Sports federation accused of ‘leading anti-Russian front’
The International Biathlon Union (IBU) has been accused of leading “politicized” efforts against Russian sport after announcing it was suspending the membership of federations from Russia and Belarus.
The IBU announced the step on Tuesday, claiming the Russian and Belarusian biathlon federations had “violated humanitarian obligations” and “brought the sport of biathlon into disrepute.”
The IBU also argued that Russia’s military operation in Ukraine “has stopped the activities of the Ukrainian Biathlon Federation” and that “it would be unfair for the [national federations] of the attacking countries to continue to enjoy the full rights of IBU membership when their nations have disrupted the conduct of sport in Ukraine.”
“The [Executive Board] will monitor the developments of this situation very closely and will review this decision in the event of a change of circumstances,” it added.
The IBU previously reversed a decision to allow Russian and Belarusian athletes to compete as neutrals, instead announcing on March 2 that it would impose a full ban on competitors and officials from the two nations.
Before Russian athletes were banned outright, the Russian Biathlon Union (RBU) had said it would boycott the remaining World Cup and IBU Cup events of this season, citing the need to “avoid the risk of humiliation and security fears for Russian biathletes at these events.”
Tuesday’s news of the suspension of the Russian and Belarusian federations by the IBU was met with condemnation by sporting figures in Russia.
“We consider the decision to suspend the membership of the Russian Biathlon Union in the IBU politicized and not based on any legal document,” said Russian Olympic Committee (ROC) president Stanislav Pozdnyakov.
“In addition, this decision of the IBU Executive Board creates a dangerous precedent for all other Russian sports federations.”
Former Russian biathlon boss Vladimir Drachev accused the IBU of being “one of the leaders of the anti-Russian front” in world sport.
“They did everything they could to get the Russian Biathlon Union out of the IBU,” said Drachev.
“What will happen in September at the [IBU] congress is clear.

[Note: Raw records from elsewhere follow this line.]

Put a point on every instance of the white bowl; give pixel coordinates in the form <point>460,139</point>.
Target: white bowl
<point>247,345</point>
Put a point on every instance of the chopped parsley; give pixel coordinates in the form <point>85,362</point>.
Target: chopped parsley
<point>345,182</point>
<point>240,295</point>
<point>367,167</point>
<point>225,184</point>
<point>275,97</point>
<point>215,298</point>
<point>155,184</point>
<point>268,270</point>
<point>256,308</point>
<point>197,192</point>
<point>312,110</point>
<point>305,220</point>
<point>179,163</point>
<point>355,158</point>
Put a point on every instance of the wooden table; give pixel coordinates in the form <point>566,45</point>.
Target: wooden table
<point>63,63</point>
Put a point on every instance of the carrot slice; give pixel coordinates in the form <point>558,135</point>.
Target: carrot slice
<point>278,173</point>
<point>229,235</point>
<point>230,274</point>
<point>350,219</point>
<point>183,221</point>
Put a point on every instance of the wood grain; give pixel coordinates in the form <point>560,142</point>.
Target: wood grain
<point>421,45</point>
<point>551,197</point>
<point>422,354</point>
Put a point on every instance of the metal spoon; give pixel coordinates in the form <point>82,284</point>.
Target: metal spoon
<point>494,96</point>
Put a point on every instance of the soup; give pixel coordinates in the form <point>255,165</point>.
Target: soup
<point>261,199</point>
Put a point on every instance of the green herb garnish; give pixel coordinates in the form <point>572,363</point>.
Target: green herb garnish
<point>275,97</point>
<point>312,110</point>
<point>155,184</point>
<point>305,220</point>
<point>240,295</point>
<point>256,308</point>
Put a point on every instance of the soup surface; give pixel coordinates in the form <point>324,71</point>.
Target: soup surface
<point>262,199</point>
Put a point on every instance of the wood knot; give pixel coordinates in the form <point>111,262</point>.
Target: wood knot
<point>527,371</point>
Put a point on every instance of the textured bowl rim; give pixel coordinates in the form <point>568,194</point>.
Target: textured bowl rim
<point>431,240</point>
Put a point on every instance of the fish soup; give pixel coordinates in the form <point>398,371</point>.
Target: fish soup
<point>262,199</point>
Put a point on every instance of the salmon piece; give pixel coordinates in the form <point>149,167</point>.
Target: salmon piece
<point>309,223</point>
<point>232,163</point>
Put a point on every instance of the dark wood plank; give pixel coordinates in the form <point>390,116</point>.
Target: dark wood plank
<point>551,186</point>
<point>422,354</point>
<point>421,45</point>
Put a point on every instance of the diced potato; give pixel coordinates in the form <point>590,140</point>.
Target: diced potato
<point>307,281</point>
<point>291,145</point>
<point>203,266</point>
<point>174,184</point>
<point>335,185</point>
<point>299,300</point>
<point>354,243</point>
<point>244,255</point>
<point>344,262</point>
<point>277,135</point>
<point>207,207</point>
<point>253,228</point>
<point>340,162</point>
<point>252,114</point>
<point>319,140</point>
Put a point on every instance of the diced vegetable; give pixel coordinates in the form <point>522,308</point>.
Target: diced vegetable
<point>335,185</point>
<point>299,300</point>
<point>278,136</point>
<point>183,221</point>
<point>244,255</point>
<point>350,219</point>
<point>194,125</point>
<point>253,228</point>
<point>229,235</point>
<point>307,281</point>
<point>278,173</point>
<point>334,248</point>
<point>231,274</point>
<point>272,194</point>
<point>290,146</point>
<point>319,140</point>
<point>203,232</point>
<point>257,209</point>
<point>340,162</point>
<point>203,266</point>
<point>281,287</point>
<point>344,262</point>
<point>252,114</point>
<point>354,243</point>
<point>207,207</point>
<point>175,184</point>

We won’t be invited there. No one will openly support Russia in the current situation…
“Now there will be a chain of suspensions for international federations that look more at the political component than at sports or human factors,” added the former RBU chief.
The current head of the RBU, Viktor Maygurov, suggested the organization would appeal any suspension of its membership with the Court of Arbitration for Sport (CAS) in Switzerland, having already launched an appeal against the ban placed on Russian athletes.
Elsewhere, Russia is awaiting the outcome of a FIFA Congress in Qatar on Thursday, which could see the Russian Football Union (RFU) suspended from the global organization.